When they’d stopped to buy sandwiches from one of the beachside shacks and had a picnic lunch on the beach, things were still good. It wasn’t until after the seaside wedding ceremony this afternoon that he’d opened his mouth and all kinds of stupid fell out. And for what? Something trivial, not something to throw away a marriage over.
Their argument had stirred weeks before. He resented her for dragging him to a wedding when he’d already had plans for his monthly camping trip with his buddies, He had stormed about it for days, but downright exploded on the beach earlier. Telling her she was too controlling, she shouldn’t speak for him and make him cancel his plans to do something she wanted. How his outdoor trips were how he decompressed from work and if she didn’t get it by now, she didn’t get him. She’d countered, saying he used the same justification for his softball games, and sometimes he had to suck it up and act like an adult. Snide comments had escalated into verbal jabs. Past grievances were drudged up as their defenses rose. Accusations flew, growing uglier, and digging up past perceived injustices, until finally, he had suggested a trial separation.
He still wasn’t sure why he’d said it.
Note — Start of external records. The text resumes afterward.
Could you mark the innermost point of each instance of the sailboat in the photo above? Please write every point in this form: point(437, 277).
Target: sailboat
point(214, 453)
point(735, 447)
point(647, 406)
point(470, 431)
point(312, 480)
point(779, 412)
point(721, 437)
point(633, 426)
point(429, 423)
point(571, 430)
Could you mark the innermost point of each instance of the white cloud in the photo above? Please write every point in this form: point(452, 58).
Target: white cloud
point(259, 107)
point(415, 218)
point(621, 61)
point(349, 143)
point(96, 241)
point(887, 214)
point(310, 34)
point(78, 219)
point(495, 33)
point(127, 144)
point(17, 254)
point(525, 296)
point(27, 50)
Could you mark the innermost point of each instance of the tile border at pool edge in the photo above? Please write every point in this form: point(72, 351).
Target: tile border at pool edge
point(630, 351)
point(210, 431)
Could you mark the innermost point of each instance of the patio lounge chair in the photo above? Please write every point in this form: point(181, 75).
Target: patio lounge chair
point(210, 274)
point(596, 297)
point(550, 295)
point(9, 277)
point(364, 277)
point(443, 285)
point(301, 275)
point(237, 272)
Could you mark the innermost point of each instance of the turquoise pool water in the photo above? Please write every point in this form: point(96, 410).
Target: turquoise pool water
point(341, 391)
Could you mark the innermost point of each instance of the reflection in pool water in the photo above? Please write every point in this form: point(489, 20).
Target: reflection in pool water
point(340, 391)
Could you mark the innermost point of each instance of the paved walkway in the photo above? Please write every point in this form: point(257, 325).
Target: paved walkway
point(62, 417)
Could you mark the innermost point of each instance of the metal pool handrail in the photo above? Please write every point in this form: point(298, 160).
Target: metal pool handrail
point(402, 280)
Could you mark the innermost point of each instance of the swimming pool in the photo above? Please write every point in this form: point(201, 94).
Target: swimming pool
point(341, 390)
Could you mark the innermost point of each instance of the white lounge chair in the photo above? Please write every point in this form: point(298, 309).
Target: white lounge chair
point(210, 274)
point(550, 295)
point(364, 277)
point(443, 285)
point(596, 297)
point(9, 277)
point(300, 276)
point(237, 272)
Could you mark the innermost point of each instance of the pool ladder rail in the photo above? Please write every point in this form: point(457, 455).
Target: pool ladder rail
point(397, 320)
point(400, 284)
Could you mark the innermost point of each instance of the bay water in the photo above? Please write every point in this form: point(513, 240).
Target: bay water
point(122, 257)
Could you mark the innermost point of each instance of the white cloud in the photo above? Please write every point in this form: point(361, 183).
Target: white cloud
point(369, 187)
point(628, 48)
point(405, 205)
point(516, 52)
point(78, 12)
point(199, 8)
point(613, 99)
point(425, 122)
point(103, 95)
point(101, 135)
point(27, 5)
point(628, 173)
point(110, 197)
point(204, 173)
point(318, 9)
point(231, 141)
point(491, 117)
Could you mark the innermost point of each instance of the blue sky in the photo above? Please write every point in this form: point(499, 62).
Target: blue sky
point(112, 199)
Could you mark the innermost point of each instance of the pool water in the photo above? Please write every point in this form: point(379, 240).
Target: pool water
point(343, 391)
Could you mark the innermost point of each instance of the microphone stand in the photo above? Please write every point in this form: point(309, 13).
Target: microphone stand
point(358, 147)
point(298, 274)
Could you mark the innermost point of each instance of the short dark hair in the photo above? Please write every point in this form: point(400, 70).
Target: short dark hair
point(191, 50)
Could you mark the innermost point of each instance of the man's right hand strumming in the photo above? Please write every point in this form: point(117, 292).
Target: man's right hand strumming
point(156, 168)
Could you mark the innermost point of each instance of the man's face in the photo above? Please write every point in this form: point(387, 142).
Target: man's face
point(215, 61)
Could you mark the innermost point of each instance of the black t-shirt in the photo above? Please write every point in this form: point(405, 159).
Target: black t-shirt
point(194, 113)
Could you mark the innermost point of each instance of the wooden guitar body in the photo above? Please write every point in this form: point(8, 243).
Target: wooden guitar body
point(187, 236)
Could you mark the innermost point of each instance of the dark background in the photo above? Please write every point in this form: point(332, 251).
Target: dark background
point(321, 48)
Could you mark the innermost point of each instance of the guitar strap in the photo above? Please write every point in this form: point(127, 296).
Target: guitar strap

A heat of the moment incident, blurting out something to end the fight with something he didn’t even mean.
Her shocked expression had turned to one of hurt as she blinked back tears. Then she’d lashed back at him. “If you’re so shallow and selfish that you consider a weekend away from your buddies such brutality, then yeah, maybe we should.”
When she had stormed away from him across the beach, he had turned away thinking to hell with her and pounded through the sand in the opposite direction. It wasn’t until he had turned back several minutes later to see she was gone that he realized he might have made the biggest mistake of his life.